WINTER HEAT AT HOMESTEAD-MIAMI SPEEDWAY

Max Papis Coming to HMS

World renowned racer, Max Papis, is scheduled to compete during the Florida Winter Tour. Papis is considered one of the most versatile and accomplished race drivers in the world (photo courtesy: Rainier Erhardt, GETTY IMAGES SPORT)

At a time when most of the country is experiencing cold temperatures and snowfall, the Florida Winter Tour is heating up. Formula Kart Productions kicked off the 16th Florida Winter Tour presented by Ocala Gran Prix last weekend at the popular Homestead Karting facility on the grounds of Homestead-Miami Speedway.

The opening rounds of the 2014 edition of FWT featured the shifter and TaG classes of the Formula Kart Racing program. This week’s action will feature ROTAX karts. The FWT is one of the world's best opportunities for racers from around the globe to hone and sharpen their skills in great weather against fierce competition before their usual summer schedules begin.

“Go-karting” began in the late 1950s in parking lots across America as an informal (and more affordable) form of motorsports. As these grassroots events rapidly grew into organized competition, the phenomenon spread around the globe and spawned a multibillion dollar industry.

While the “go” in the name has been dropped by those who race, “karting” has gone on to become a primary recreational activity for an estimated 100,000-plus Americans each year. And in South Florida, the prime spot for such happens at Homestead-Miami Speedway, where track officials constructed a purpose-built 12-turn, 0.7-mile karting facility for the development of future motorsports stars.

“We want to be known as a hub where kids can cut their teeth in order to make the next step in racing—whether it’s in sports cars, open-wheel cars or NASCAR,” said Homestead-Miami Speedway Vice President of Operations Al Garcia.

To the naked eye there are hardly any similarities between, say, a NASCAR Sprint Cup Series car and a 150-pound kart. Yet, the handling characteristics of a kart do in fact mirror those of some of the world’s most technologically advanced racing machines.

“The biggest thing that young drivers learn, and the veterans work on constantly, is car control,” said Garcia. “Racing cars and karts move around quite a bit under heavy braking. Karting on a track like this helps to sharpen skills during hard braking.”

Indeed, a majority of today’s drivers at the highest levels of racing trace their beginnings to competitive karting including NASCAR veterans Tony Stewart, Sam Hornish Jr. and Danica Patrick.

Karting is really the beginning of the ladder system where drivers learn to employ the many different mechanisms involved in all forms of racing. Today’s kart racer is tomorrow’s racing star.

Drivers develop concentration, understand the concept of teamwork, improve their driving skills and start to build relationships with sponsors through karting.

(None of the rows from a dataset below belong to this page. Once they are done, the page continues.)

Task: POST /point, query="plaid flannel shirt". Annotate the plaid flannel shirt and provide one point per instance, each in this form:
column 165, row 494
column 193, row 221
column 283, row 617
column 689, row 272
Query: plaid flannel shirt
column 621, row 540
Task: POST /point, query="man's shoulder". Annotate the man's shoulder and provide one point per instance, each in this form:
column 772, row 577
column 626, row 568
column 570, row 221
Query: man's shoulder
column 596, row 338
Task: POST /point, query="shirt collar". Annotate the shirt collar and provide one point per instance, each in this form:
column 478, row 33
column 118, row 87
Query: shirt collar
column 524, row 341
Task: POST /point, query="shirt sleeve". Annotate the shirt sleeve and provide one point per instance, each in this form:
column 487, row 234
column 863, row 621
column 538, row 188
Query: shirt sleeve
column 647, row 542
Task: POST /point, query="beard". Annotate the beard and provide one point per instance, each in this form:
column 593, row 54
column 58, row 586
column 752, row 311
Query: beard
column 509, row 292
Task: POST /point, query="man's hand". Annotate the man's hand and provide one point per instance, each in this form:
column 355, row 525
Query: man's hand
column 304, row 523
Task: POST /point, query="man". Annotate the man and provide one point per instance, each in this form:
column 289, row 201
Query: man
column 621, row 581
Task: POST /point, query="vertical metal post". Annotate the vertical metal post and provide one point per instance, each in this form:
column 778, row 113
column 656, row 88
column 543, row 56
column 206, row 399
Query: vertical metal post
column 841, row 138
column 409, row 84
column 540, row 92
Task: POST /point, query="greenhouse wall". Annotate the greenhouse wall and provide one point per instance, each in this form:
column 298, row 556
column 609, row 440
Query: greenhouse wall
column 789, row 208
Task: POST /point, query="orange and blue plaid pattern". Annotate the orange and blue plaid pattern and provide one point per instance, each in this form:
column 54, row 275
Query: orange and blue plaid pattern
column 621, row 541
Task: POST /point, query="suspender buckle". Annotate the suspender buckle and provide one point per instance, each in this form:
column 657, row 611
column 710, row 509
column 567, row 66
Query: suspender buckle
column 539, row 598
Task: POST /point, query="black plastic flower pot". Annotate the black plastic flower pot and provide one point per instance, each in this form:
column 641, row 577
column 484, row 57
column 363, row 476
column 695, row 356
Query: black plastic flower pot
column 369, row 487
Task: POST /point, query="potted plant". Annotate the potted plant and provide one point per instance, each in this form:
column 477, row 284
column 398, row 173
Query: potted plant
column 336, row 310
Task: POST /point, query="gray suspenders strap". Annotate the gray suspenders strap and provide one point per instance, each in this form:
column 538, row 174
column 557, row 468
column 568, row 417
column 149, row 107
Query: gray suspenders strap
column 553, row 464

“My overall goal is to develop the talents of the younger kids through instruction while offering technical support and becoming a mentor to these young drivers,” said Homestead Karting President Tony Schroeder. “Some of the fastest drivers in the world come through here.”

Regardless of an aspiring driver’s age, experience or budget, there is a karting class available, as organized events are available to individuals beginning at age 5.

“We host small intimate club events all the way up to one of the largest national events in the country,” said Schroeder. “We are full-service facility in that we offer storage, maintenance and instructional programs for everybody.

Drivers from around the nation are joined by international racers from as far away as Japan to compete in the FWT. Just how big an event is it? NASCAR veteran and sports car ace, Max Papis, is scheduled to race next week.

The two-time Rolex 24 At Daytona winner and former TUDOR United Sports Car Championship titleholder is widely regarded as one of the most versatile and accomplished race drivers in the world.

Papis has piloted numerous racing machines in a variety of disciplines including Formula 1, NASCAR, IZOD IndyCar Series, Champ Car and sports car racing including the Rolex 24 and the 24 Hours of Le Mans endurance races and Australian V8 Supercar.

As such, the Florida Winter Tour is expected to attract some impressive attendance numbers and a veritable “who’s who” from the world of karting. The promise of sunshine and spring-like weather can be reason enough to attend the Florida Winter Tour.